After I came home from that 1973 Open, I'd play imaginary three-balls. In the "group" were Weiskopf, Johnny Miller and me. I'd copy Miller's fading ball flight and even the way he walked into the ball at address. I tried to copy the divots Weiskopf took with the long irons, which were exactly the length and width of my forefinger. Imitate the best iron players. What will emerge is a swing that is part yours, part theirs -- a winning combination.
Finesse the short irons.
I played with the great Billy Casper at a tournament in Kenya in the late 1970s. His play with the short irons was as good as any I've seen since. He didn't impart tremendous backspin; instead he'd make the ball land pin high and spin sideways. It was all about finesse. Never try to squeeze extra yards out of the 8-iron through sand wedge. Instead, take one club more and swing easily. You'll get almost as much spin and a lot more control.
__Practice (carefully) on the course. __
Beating balls on the range has its limitations. It's hard to tell exactly how far the ball is flying, and it doesn't behave the same landing downrange as it does landing on a green. In my prime, I loved to go out at Wentworth and Lake Nona early in the morning before anyone got there and hit four balls into every green. I'd do this from the edge of the fairway or even from the light rough, so I didn't chew up the fairways, and I fixed my ball marks. I'd try for a slightly different ball flight with each shot. This "real" type of practice will sharpen your focus and benefit you in ways beating balls on the range cannot.
Try different follow-throughs.
The height of my ability to shape the ball was at the 1992 Open at Muirfield. I curved my shots both ways and altered my distances not by varying my backswing or downswing but by my follow-through. For example, a "chicken wing" finish, in which the left arm doesn't rotate but flies off your side, will force you to keep the face slightly open through impact, producing a fade. And it's fun.
Don't overdo ball position. If you want to hit the ball high or low by adjusting your ball position, don't move the ball back or forward by more than an inch. If you were to look down at address at silhouettes of three ball positions, the circles would overlap slightly. Move the ball any more than that, and you'll have to make a lot of complicated adjustments in your swing to compensate.
You can't excel with irons if you hit up on the ball, nor should you chop down into it at a steep angle. To discover the proper approach, hit shots with a 3-iron, the ball teed up a good two inches. If you chop down into the ball, you'll hit the top of the clubface; and if you hit up on it, your ball flight will be terrible. It will teach you a sweeping-type swing, the clubhead moving very slightly downward through impact.
Never swing with more than 80 percent effort.

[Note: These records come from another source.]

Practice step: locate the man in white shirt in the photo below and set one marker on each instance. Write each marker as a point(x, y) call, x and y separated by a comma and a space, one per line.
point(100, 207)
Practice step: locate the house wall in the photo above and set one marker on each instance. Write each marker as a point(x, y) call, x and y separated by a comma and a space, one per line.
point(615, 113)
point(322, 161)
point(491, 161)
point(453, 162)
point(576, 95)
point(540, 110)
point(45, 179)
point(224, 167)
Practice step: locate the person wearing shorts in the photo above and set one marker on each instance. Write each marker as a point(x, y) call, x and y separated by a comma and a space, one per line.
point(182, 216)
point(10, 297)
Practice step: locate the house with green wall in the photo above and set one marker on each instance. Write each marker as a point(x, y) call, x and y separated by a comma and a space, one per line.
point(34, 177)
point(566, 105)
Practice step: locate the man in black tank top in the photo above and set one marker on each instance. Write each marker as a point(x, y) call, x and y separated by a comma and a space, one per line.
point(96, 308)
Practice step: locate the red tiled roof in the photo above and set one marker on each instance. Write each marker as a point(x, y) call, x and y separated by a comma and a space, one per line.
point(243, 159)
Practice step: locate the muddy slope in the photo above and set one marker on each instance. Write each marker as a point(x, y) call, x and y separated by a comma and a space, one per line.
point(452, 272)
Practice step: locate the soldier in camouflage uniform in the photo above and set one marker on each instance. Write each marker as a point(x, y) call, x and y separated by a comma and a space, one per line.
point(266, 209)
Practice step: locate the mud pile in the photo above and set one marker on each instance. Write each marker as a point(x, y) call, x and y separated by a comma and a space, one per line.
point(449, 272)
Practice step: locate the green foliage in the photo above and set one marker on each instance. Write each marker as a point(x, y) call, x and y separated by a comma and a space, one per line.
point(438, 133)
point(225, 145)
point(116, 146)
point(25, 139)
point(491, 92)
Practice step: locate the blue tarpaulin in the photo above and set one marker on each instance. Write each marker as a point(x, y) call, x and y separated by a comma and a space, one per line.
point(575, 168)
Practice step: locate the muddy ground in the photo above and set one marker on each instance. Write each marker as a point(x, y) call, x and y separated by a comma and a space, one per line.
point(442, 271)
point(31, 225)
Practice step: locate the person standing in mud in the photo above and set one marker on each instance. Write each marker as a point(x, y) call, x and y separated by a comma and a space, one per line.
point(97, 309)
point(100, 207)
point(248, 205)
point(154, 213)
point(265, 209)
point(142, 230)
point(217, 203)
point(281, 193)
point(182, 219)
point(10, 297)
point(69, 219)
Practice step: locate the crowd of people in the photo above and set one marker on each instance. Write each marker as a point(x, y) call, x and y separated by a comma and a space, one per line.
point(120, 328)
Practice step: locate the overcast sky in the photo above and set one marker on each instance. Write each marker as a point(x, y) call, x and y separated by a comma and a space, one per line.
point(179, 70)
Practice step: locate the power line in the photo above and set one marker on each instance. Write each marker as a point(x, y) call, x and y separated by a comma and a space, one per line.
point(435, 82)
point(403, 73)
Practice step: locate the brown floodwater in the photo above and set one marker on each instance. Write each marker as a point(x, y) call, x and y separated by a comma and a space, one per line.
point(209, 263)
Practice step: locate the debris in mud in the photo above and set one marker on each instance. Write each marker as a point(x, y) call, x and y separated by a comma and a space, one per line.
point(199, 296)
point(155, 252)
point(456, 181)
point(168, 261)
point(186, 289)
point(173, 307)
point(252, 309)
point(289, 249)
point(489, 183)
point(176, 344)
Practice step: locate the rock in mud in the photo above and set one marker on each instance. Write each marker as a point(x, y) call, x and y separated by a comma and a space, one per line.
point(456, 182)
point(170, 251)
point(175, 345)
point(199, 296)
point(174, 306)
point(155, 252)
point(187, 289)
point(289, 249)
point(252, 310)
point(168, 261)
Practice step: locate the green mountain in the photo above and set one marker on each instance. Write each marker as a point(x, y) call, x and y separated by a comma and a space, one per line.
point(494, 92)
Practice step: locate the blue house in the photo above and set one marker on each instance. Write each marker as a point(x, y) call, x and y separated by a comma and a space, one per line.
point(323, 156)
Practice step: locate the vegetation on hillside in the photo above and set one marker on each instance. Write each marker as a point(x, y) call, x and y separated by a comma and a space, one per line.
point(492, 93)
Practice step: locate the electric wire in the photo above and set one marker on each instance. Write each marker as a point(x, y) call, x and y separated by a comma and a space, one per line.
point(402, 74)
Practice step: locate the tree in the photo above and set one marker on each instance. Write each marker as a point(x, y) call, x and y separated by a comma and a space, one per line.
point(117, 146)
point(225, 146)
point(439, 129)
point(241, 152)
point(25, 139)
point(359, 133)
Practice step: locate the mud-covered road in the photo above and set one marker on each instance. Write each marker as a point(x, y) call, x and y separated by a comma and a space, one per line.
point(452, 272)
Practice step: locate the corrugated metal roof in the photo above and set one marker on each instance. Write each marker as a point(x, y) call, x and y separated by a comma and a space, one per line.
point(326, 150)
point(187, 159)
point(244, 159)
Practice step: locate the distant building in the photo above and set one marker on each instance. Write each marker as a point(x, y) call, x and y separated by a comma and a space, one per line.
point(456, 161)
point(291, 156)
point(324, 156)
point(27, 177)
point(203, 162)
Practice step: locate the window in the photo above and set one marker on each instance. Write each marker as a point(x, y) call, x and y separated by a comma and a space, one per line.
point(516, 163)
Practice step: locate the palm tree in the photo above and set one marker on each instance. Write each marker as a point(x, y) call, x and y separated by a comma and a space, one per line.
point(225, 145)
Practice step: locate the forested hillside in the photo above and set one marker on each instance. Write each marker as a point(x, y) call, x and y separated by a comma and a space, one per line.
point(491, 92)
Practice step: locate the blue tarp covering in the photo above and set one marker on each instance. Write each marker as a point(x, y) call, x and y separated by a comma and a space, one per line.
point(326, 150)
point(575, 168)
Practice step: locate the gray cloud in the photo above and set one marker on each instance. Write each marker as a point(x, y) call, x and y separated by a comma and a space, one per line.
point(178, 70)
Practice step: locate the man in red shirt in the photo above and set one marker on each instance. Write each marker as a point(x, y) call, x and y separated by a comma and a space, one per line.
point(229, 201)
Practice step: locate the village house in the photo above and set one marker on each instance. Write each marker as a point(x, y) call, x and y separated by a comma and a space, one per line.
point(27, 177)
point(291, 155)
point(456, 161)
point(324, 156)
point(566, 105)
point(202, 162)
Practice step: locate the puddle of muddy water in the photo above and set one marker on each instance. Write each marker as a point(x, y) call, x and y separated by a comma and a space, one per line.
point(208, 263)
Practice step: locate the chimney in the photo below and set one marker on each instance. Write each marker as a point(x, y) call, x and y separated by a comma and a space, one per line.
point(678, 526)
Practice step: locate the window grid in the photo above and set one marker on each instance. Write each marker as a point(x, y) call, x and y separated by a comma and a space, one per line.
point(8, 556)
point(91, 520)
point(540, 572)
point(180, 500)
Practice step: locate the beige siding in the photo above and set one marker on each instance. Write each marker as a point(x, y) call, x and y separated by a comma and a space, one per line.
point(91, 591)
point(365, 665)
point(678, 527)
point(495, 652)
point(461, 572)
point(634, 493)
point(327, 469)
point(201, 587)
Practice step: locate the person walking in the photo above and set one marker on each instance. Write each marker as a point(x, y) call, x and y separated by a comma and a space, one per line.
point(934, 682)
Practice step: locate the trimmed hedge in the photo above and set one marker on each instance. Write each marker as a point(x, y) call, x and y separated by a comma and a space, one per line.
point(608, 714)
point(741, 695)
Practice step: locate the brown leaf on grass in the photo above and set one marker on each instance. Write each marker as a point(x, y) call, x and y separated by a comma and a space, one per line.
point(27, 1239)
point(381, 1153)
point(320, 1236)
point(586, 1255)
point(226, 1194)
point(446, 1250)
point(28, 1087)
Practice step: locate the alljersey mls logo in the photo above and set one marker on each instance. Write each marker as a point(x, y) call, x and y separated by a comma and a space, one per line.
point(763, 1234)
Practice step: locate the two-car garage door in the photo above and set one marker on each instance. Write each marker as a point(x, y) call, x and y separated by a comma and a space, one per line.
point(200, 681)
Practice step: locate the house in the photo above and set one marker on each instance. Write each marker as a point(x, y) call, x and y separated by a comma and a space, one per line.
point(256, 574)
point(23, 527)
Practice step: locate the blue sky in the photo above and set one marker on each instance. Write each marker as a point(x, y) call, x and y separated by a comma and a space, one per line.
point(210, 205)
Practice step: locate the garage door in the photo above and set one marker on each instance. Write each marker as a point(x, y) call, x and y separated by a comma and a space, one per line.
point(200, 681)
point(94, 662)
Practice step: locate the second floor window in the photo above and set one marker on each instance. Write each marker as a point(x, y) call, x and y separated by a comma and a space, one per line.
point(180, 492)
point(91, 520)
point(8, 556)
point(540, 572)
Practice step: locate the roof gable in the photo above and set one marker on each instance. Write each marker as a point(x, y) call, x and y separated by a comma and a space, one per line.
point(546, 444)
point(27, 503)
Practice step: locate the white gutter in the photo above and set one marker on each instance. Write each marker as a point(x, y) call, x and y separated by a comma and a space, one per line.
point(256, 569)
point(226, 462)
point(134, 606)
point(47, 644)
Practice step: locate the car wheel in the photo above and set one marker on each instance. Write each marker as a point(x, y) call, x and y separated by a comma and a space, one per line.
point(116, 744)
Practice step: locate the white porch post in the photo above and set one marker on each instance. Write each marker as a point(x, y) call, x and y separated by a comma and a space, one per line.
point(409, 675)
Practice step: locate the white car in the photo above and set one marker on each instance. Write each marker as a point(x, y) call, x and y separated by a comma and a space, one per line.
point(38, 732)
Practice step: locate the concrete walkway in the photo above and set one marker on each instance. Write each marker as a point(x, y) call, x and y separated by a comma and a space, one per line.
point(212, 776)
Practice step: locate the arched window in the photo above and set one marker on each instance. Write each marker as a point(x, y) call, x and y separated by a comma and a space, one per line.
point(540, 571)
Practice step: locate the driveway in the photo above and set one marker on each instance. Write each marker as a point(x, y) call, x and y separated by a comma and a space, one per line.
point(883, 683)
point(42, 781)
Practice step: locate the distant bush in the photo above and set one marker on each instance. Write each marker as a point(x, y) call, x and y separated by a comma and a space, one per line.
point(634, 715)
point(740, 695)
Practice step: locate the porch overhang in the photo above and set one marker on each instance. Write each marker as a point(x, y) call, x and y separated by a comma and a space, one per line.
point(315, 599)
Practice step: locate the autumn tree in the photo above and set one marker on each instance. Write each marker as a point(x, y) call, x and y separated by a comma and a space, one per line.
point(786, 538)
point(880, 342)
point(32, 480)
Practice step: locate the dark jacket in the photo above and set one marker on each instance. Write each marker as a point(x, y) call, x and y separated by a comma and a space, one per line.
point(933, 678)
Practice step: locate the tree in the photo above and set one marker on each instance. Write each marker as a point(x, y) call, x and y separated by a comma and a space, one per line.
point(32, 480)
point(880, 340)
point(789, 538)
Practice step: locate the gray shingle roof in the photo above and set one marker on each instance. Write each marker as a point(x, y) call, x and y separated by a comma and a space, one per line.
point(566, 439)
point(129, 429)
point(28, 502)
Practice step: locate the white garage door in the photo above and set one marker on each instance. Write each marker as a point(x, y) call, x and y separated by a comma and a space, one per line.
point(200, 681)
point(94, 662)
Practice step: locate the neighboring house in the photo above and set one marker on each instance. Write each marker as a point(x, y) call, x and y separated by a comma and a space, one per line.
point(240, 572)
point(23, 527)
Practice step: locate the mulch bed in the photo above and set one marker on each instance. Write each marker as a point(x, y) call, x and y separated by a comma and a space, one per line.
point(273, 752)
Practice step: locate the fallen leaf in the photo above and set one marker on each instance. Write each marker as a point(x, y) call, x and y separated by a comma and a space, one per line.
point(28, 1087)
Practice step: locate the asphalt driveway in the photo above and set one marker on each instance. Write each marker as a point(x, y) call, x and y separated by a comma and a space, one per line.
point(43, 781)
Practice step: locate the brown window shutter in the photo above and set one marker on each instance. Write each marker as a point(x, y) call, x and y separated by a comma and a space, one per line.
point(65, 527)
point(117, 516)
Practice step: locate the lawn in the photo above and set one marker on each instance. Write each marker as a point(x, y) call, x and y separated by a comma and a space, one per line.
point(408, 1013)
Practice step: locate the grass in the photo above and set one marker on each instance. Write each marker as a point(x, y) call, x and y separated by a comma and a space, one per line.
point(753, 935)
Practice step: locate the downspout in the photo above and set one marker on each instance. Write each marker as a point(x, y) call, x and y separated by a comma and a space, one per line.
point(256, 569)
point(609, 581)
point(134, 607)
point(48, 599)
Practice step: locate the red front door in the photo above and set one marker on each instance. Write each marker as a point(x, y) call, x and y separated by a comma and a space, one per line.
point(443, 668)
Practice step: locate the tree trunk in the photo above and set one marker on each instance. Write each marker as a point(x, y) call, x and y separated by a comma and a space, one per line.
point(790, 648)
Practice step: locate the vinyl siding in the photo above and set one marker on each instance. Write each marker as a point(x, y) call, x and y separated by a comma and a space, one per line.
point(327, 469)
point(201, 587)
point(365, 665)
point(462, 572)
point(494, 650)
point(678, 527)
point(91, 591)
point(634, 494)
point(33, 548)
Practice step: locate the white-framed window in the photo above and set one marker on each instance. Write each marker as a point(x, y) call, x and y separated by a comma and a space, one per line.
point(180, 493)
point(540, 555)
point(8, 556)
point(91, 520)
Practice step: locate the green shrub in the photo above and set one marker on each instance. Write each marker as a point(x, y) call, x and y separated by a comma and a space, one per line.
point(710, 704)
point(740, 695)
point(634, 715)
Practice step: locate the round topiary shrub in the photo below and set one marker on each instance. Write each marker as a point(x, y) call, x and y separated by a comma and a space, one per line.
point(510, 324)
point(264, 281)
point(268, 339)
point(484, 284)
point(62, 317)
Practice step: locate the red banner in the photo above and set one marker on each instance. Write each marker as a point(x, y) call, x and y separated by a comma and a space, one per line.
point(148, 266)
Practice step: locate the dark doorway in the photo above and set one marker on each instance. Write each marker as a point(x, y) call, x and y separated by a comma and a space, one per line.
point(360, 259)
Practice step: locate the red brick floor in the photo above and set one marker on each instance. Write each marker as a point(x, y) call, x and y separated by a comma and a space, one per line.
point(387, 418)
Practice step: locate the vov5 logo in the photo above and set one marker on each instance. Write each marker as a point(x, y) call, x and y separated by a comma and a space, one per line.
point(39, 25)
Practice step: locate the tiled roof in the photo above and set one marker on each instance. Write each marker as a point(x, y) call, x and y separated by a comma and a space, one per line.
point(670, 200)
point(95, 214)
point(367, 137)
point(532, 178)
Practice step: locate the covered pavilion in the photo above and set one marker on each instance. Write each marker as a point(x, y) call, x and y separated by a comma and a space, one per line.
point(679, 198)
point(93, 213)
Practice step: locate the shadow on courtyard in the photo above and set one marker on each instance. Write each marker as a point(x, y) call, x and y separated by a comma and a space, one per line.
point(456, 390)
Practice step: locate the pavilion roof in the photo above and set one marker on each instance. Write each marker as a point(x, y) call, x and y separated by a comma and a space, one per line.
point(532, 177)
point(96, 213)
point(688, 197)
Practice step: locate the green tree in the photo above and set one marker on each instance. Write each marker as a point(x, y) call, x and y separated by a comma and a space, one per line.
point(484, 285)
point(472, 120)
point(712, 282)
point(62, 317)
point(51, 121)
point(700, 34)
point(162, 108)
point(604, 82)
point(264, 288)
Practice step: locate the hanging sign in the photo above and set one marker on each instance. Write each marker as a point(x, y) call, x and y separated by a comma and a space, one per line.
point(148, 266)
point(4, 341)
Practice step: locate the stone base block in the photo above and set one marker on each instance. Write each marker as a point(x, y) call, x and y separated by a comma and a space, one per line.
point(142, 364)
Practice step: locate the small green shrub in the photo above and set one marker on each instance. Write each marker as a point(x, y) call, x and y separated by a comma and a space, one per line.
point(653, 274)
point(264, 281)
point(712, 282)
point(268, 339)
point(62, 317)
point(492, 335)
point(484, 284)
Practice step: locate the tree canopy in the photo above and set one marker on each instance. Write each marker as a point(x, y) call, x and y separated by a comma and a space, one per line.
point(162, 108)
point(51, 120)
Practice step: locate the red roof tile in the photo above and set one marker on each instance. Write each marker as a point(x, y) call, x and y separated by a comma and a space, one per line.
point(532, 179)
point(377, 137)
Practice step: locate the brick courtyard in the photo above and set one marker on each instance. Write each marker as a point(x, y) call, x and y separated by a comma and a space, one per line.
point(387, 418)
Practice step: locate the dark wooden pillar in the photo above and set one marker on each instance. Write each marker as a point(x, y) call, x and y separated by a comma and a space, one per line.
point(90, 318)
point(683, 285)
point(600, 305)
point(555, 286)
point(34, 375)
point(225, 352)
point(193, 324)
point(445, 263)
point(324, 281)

My first teacher, Ian Connelly, gave me a lesson I've never forgotten. He had me hit six 7-iron shots as hard as I could. He then had me hit six 7-iron shots so easily they flew only 100 yards. He then asked me to increase the distance in 10-yard increments, six swings for each. Before I knew it, I was hitting the 7-iron the original maximum-swing distance, but with hardly any effort. It proved that good rhythm, not sheer power, is what makes the ball go long -- and straight.